Expect this to become the new wedge issue: local communities and states want control over land use and grid impact; federal policy wants speed and scale; utilities want clarity; and everyone wants to say the other guy will pay.

IP/copyright: “let the courts handle it” (translation: don’t make this weird right now)

On copyright and training data, the framework takes a cautious posture: it states an administration view that training on copyrighted material does not violate copyright law, acknowledges counterarguments, and recommends Congress not interfere with the courts as they sort out fair use.

It also floats the idea of enabling licensing frameworks or collective rights systems—without mandating licensing. That’s basically: “creators, please stop shouting; model builders, please keep building; we’ll see which lawsuits survive.”

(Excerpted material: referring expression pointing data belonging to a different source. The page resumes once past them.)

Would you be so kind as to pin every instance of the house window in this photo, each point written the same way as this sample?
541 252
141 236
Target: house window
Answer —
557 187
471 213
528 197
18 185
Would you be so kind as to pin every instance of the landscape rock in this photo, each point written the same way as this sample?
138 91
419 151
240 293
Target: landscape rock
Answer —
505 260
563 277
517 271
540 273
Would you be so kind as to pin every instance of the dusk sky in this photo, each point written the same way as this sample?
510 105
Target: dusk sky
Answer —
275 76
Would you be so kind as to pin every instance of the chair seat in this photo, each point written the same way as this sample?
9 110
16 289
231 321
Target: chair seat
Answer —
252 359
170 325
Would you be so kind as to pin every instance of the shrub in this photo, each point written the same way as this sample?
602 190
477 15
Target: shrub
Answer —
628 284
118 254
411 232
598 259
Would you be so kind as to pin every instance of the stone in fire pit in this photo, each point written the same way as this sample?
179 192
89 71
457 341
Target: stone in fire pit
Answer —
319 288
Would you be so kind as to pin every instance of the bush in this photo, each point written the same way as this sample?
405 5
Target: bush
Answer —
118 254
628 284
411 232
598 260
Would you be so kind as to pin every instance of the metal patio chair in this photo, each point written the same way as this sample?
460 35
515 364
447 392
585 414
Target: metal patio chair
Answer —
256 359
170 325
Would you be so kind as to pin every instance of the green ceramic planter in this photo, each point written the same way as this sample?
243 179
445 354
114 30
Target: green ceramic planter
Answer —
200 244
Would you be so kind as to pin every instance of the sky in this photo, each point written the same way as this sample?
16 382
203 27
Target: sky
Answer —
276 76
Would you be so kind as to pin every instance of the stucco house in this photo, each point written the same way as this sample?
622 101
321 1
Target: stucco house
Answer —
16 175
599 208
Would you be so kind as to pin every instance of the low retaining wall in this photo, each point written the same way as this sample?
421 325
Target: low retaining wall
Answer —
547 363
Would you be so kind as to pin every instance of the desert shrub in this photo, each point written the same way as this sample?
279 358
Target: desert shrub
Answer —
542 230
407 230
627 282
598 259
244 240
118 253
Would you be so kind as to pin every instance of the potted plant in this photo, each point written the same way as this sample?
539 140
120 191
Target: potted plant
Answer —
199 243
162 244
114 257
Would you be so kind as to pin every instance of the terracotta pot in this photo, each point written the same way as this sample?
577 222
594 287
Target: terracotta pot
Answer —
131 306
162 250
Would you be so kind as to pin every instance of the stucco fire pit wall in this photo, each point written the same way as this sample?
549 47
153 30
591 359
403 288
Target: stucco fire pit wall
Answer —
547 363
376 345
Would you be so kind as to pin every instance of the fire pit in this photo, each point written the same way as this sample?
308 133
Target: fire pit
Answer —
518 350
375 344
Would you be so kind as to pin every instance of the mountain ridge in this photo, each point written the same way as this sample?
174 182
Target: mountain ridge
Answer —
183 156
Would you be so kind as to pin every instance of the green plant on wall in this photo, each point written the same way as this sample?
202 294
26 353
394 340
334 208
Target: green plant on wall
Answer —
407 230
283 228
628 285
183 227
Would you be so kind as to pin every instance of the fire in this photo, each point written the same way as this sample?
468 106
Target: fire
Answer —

On AI-generated “digital replicas” of voice/likeness, it suggests a federal framework with clear exceptions for parody, satire, and news reporting. That’s sensible, and also the part most likely to get immediately weaponised by everyone with a PR team and a grievance.

So who wins, who loses?

  • Big model builders: win if pre-emption reduces multi-state compliance and if liability stays narrow.
  • State legislators: lose leverage, but keep enough carve-outs to keep fighting in court and through procurement.
  • Utilities and local communities: get dragged into national “AI race” rhetoric while still dealing with land, water, and grid realities.
  • Creators: get “maybe licensing later” and a front-row seat to the fair-use knife fight.
  • Everyone else: gets told this is about children, while the real action happens in definitions and liability shields.

The Singularity Soup Take

This is the part where humans discover that “AI policy” is actually “who pays when the machine breaks something.” The framework is trying to centralise the rules, lower the friction for deployment, and keep developers insulated from downstream chaos. That may accelerate adoption. It also guarantees that the incentive to ship fast remains stronger than the incentive to ship carefully. Resistance is futile; indemnification is mandatory.

What to Watch

  • Actual bill language: definitions of “AI development,” “undue burden,” and safe-harbour conditions for developers.
  • Whether state “use of AI” carve-outs become a parallel regulatory route via procurement and deployment rules.
  • Energy politics: ratepayer protections vs rapid data-centre permitting vs local control.
  • Whether federal pre-emption triggers a rush of lawsuits before Congress even finishes drafting.